I managed to fix my AHCI driver (I was using the wrong types) and now it can successfully read data (I think, anyway). It at least doesn't hang, though the way I do reading is a bit weird and I'm definitely going to see about reworking that sometime. Right now I'm trying to just make it possible for my AHCI driver to read data and find the boot signature (My repository has a couple bootable qemu images). My code is, as always, available at https://github.com/ethindp/kernel (that includes my two bootable images -- pi.vfd and linux-0.2.img -- as well as a blank disk, disk.img). When I run my OS, it prints out the first 512 bytes it reads from the disk. For linux-0.2.img, I get bytes like [35, 0, 0, 0, 0, 0, 0, 0, 99, 72, 0, 0, 99, 72, 0, 0, 0, 0, 0, 0, 0, 0, ...] (yes, that's in base 10). For pi.vfd I get the same thing, so clearly I'm not reading the disk properly.

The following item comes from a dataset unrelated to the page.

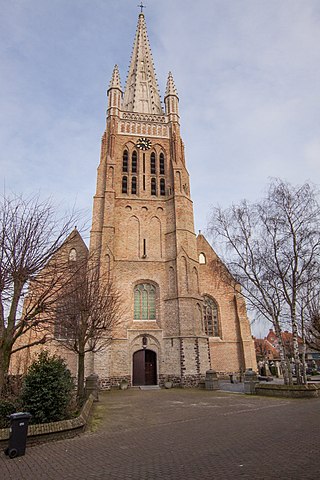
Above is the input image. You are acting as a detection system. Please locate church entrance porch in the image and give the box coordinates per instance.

I'm ust confused on exactly where I'm going wrong.
I've tried a pointer to 0x1000 and then using an offset from that to read the data, I've tried reading data from a pointer and then into a slice (array)... I'm right now not sure what to try next or what's causing the problem.

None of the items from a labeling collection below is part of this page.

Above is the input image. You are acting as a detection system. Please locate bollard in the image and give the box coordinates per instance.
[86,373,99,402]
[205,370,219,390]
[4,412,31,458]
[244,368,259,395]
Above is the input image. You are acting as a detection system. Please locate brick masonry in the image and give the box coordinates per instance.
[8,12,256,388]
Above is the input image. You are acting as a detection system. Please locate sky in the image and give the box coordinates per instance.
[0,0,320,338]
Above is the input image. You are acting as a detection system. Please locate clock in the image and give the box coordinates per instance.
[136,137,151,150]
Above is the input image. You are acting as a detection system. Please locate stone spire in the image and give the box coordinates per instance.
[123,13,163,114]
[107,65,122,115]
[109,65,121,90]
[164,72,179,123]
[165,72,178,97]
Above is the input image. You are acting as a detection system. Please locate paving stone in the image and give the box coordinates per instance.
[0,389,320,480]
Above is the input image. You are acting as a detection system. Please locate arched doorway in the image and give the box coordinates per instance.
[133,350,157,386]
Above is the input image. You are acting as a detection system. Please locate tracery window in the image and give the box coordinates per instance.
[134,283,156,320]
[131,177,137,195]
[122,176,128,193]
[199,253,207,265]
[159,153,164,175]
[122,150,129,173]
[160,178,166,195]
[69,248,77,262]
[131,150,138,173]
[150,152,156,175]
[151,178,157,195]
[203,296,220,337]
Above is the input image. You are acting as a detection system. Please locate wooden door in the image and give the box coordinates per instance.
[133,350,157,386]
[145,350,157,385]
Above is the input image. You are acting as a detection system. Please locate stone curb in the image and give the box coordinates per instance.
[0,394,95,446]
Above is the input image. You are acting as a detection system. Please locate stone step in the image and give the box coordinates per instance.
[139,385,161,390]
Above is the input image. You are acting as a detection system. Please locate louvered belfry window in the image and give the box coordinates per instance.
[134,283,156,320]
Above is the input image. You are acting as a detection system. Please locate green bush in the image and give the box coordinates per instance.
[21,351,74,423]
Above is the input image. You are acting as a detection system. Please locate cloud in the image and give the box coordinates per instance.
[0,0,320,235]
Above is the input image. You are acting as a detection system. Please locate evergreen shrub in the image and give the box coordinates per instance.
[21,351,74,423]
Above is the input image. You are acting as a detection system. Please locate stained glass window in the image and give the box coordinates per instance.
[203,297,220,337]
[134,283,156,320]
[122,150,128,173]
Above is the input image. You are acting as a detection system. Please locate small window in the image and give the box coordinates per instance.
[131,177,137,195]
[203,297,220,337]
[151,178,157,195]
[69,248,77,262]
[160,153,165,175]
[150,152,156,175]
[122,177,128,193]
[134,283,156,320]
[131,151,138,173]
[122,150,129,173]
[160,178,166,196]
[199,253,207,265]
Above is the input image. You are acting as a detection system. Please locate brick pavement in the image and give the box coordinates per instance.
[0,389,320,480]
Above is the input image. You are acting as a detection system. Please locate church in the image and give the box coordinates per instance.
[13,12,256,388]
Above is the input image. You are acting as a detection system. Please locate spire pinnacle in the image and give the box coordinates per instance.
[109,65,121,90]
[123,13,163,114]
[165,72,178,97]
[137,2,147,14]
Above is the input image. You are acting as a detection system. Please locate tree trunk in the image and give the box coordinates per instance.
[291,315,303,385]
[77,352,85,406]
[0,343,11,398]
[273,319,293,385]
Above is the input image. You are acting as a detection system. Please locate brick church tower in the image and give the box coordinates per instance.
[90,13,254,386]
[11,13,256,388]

Would someone mind poking through my (arguably messy) code to help me track down this problem?
AHCI driver failing to read data from disk
Re: AHCI driver failing to read data from disk
I tried building and running your code, but it hangs before it gets to the disk reading code.
There's a lot of code involved and, as you say, it's not exactly clear so I don't think I can spend more time on it.
What I would suggest is that you single-step through the relevant part of your code using gdb. If you examine the variables/buffers it should be obvious at which point the code is going wrong. It should be a good debugging exercise.
There's a lot of code involved and, as you say, it's not exactly clear so I don't think I can spend more time on it.
What I would suggest is that you single-step through the relevant part of your code using gdb. If you examine the variables/buffers it should be obvious at which point the code is going wrong. It should be a good debugging exercise.
Re: AHCI driver failing to read data from disk
Yeah, I was trying to get SMBIOS code to function (sort of, at least) since AHCI didn't work. If GDB will *actually* work this time (my OS -- as well as QEMU -- usually just ignores breakpoints, hardware or software, even with -s and -S) then I'll be able to figure it out. I'll remove SMBIOS for now . Sorry about that.
Update: GDB decided to play nice this time.
First, PI is set to 63 (bits 0-5 are set). Good thus far.
But when the port is retrieved, I think, is where things really start to go wrong. I don't know if this is correct or not, but this is what my first port looks like from GDB's perspective:
It all goes well until I get to ata_read. Within that function I clone the buffer address and turn it into a pointer. According to gDB, its now 0x10000200dbe. (Strangely its back to 0x1000 later on.)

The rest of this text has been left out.